Panel grants pollution waiver for Ill. coal plants

Illinois panel grants Dynegy pollution waiver for 5 coal plants it's acquiring from Ameren

CHICAGO (AP) -- The Illinois Pollution Control Board agreed Thursday to give a Texas company extra time to install pollution controls at five Illinois coal-fired power plants, saying it would be an economic hardship for the company to do it sooner.

The panel voted 3-1 to grant a pollution-control waiver to Houston-based Dynegy Inc., which still must acquire the plants from Ameren Corp., but said it would be several hours before the opinion was available to the public. Chairwoman Deanna Glosser cast the only dissenting vote, saying she did not believe the company demonstrated an economic hardship.

Environmental groups opposed the waiver, saying the delay would hurt public health and the Dynegy knew the pollution controls were needed when it agreed to acquire the plants.

"Delaying these protections ... comes at a high cost to Illinois families and communities," said Andrew Armstrong, a staff attorney with the Environmental Law & Policy Center.

Dynegy had said acquiring the plants from St. Louis-based Ameren, a company so eager to shed them that it's essentially giving them away, would provide the best future for the plants, their employees and surrounding communities.

But the company said it wanted the same kind of waiver that Ameren had received from the state — delaying installation of required soot-control upgrades until 2020 — or the deal could be off.

Spokespeople from Ameren and Dynegy said the companies would not comment until they review the text of the order.

Ameren got the original waiver after claiming a financial hardship that could force it to close some of its plants and cut hundreds of jobs. Dynegy has said the same conditions exist if it acquires the plants, including lower electricity prices driven, in part, by competition from natural gas-fired plants.

Several hundred people are employed at Ameren's five plants — Duck Creek in the Fulton County town of Canton, E.D. Edwards in Peoria County's Bartonville, Coffeen in Montgomery County, Newton in Jasper County, and Joppa in Massac County. The five contribute more than $1 billion to the economy, the companies have said, and local officials have led a campaign to back Dynegy's waiver request.

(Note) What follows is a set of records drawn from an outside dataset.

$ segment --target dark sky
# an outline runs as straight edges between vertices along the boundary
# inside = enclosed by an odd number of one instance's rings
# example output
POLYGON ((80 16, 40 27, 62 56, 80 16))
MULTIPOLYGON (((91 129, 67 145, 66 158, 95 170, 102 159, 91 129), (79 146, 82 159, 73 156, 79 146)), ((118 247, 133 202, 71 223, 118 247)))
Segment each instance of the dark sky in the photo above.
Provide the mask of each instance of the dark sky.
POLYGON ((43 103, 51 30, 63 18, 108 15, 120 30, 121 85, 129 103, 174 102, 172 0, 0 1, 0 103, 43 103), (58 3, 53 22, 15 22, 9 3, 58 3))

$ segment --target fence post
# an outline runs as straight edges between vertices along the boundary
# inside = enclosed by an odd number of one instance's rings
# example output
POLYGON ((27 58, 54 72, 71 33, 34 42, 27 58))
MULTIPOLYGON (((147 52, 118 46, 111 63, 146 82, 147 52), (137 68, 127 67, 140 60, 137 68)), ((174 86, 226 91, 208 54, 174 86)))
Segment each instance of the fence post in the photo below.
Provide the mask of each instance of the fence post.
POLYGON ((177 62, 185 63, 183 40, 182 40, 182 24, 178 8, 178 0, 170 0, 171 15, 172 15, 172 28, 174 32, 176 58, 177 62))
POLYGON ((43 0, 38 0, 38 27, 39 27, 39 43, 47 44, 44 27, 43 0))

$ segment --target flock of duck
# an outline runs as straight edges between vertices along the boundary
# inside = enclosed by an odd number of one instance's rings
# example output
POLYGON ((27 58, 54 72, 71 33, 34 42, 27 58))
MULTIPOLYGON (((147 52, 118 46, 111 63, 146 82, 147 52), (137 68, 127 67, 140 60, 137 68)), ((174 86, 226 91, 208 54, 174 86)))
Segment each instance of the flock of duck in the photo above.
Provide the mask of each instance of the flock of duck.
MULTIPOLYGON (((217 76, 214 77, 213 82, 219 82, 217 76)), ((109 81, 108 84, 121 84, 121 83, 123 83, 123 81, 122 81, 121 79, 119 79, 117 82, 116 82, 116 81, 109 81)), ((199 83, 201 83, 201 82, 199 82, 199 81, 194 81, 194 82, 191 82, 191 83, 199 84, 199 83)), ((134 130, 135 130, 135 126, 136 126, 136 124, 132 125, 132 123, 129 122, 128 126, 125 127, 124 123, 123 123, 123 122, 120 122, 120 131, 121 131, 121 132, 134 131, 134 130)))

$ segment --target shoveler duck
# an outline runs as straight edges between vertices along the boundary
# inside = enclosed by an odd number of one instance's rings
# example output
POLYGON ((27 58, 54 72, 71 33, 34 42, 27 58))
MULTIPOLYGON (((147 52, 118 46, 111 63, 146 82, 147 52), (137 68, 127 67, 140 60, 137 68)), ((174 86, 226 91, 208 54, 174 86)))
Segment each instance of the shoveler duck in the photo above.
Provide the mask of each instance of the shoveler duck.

The Pollution Control Board said Ameren's E.D. Edwards plant should be retired as soon as possible. Any closures first must be approved by the region's grid operated, the Carmel, Ind.-based not-for-profit Midwest Independent Transmission System Operator.

That's because coal plants still are essential to keeping the lights on in Illinois and elsewhere, generating 48 percent of power sent to the electric grid in a 15-state region that includes Illinois, MISO officials have said.